And then finally, just in terms of the scale of this enterprise — and, again, this was measured a few days ago, but it created the fifth largest energy infrastructure company, or the energy company, in the world, as you can see there, with an estimated at the time $140 billion enterprise value. We’ve seen some slippage in the market over the last couple of days, so I think most of the energy companies lost some value, but nonetheless, it’s all relative, and you can see here moved up a great deal by the combination of two very, very large, very successful companies. And you can see where the pro forma Williams Energy Transfer stands there with $149 billion of enterprise value at that time, right behind Chevron and ahead of BP, and well ahead of others in our sector, including Kinder Morgan and EnBridge? and Enterprise Products. So very exciting and formidable force in the marketplace. Down at the bottom, as well, the ETE family would include three of the largest investment grade MLPs by enterprise value, with ETP, WPZ, and then Sonoco Logistics. So that’s just a little I’ll call it teaser relative to what you’ll be hearing more about in terms of the strength of the combined company, but I thought I’d leave you with that, because that was obviously a big part of what the board saw in determining that the path ahead would be even brighter through the combination of the company than we could accomplish on our own. So with that, I’ll turn the microphone back to Sarah. Thank you.

Sarah Miller:

Is the microphone on? Can you hear me? OK, good. I’m Sarah Miller, and I’m the General Counsel of Williams, and I really appreciate the opportunity to talk with you all today. One of my most important jobs, of course, is to make sure that we remember what our legal obligations are, so I’m going to take a brief moment just to remind us what we need to be thinking about as we’re in this period after the merger’s been announced but before it closes.

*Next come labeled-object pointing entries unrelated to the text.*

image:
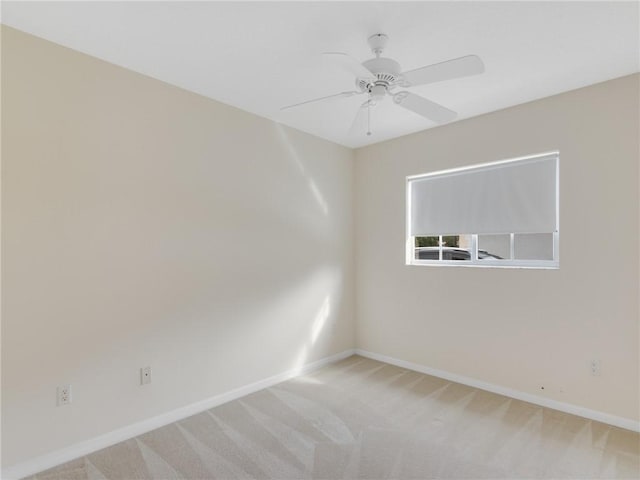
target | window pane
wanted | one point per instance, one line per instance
(454, 247)
(492, 246)
(533, 246)
(427, 248)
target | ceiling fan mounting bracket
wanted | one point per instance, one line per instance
(377, 42)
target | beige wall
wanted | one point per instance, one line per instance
(145, 225)
(516, 328)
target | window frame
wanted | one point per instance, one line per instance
(474, 261)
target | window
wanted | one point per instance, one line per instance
(502, 214)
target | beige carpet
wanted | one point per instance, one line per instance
(364, 419)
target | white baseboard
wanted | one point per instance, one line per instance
(607, 418)
(43, 462)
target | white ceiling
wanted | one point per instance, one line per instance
(260, 56)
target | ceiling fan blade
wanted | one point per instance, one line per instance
(424, 107)
(459, 67)
(360, 124)
(349, 64)
(341, 94)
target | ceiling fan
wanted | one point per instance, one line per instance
(380, 77)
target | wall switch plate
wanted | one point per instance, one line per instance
(145, 375)
(64, 395)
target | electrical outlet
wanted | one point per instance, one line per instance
(64, 395)
(145, 375)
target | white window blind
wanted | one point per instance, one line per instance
(514, 196)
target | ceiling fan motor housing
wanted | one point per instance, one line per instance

So as we previously announced, we expect the merger will close during the first half of 2016. Between now and then, we’ll be filing information about the transaction with the Securities and Exchange Commission to facilitate a vote by Williams Shareholders about the transaction. We will also be filing documents with the Federal Trade Commission and the Department of Justice as they perform their review of the transaction to consider how it affects competition, just like they do for all transactions of this size. These are all ordinary efforts. In the meantime, however, Williams, Williams Partners, and ETE are each independent, publicly traded companies, with responsibilities to their own shareholders, and, of course, duties to comply with the law. Premature coordination between our businesses too early is considered gun jumping, and it can violate antitrust rules. As competitors, Williams and ETE must remain full arms-length competitors until the deal closes. Please take a moment when you get back to your desk to review the company’s antitrust policy. It’s on our intranet site under Policies under Enterprise. And then, for the moment, what I thought I might do is just remind you of a few of the key points from that.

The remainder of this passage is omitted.